Le plan RePowerEU vise à agir de manière urgente sur les prix de l’énergie, afin de protéger les consommateurs européens et l’économie, et mettre un terme à la dépendance européenne à l’égard du gaz russe. Dans cette perspective, le plan propose “une stratégie pour l’énergie solaire” et des mesures en matière d’économies et d'efficacité énergétique. Le plan, publié le 18 mai 2022, soumet une proposition d’amendement à la directive 2012/27/EU sur l’efficacité énergétique. La Commission européenne propose d’amender la révision de la DEE en fixant à au moins 13 % l’objectif de réduction de la consommation d’énergie d’ici 2030, en prenant pour référence les projections de 2020 de consommation d’énergie dans l’UE.
Parmi les autres mesures encouragées, la fin des subventions aux chaudières à combustibles fossiles est actuellement proposée aux législateurs. Également, le plan propose le “doublement du rythme de déploiement des pompes à chaleur et des mesures visant à intégrer l’énergie géothermique et solaire thermique dans des systèmes de chauffage urbains et collectifs modernisés"10, ce qui aura pour effet de limiter efficacement la dépendance européenne au gaz russe.

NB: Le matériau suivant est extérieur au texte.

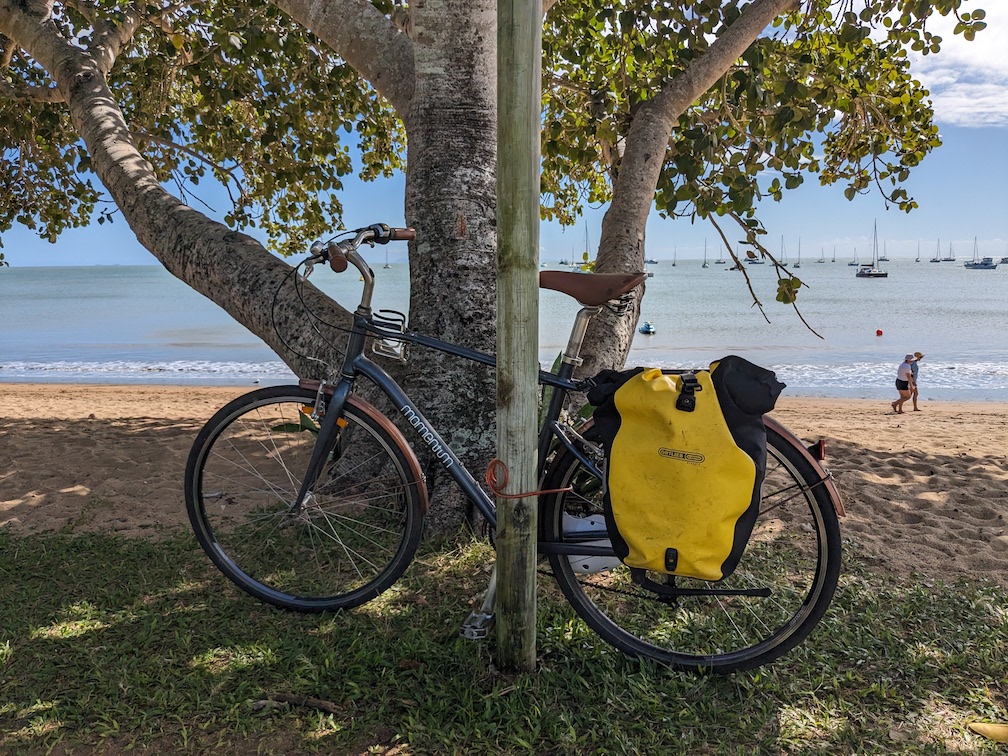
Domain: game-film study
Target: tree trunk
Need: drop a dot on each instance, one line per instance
(442, 80)
(230, 268)
(451, 200)
(621, 246)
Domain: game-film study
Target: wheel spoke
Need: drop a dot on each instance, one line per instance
(352, 536)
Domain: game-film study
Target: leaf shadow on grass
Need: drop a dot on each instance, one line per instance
(110, 643)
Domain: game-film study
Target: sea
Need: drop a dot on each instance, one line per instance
(138, 325)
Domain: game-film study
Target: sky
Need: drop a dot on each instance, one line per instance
(962, 187)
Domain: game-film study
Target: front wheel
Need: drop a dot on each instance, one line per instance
(794, 551)
(358, 527)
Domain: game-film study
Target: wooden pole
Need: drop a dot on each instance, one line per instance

L’attaque militaire russe en Ukraine a bouleversé la Présidence française de l’Union européenne et a, sans doute, accéléré le processus de transition vers des énergies plus propres ou des comportements davantage orientés vers la sobriété énergétique.
Ce qu’en pense Hellio
“Le groupe Hellio salue les engagements en matière d’économies d’énergie, de rénovation énergétique des bâtiments et de développement des énergies renouvelables qui sont nombreux et ambitieux.
Au-delà des objectifs et de la croissance que cela représente pour le secteur de la transition énergétique, les moyens actuels, en termes de main-d'œuvre formée, d’aides financières dédiées, de simplification administrative, semblent toutefois manquer au système français pour cet effort.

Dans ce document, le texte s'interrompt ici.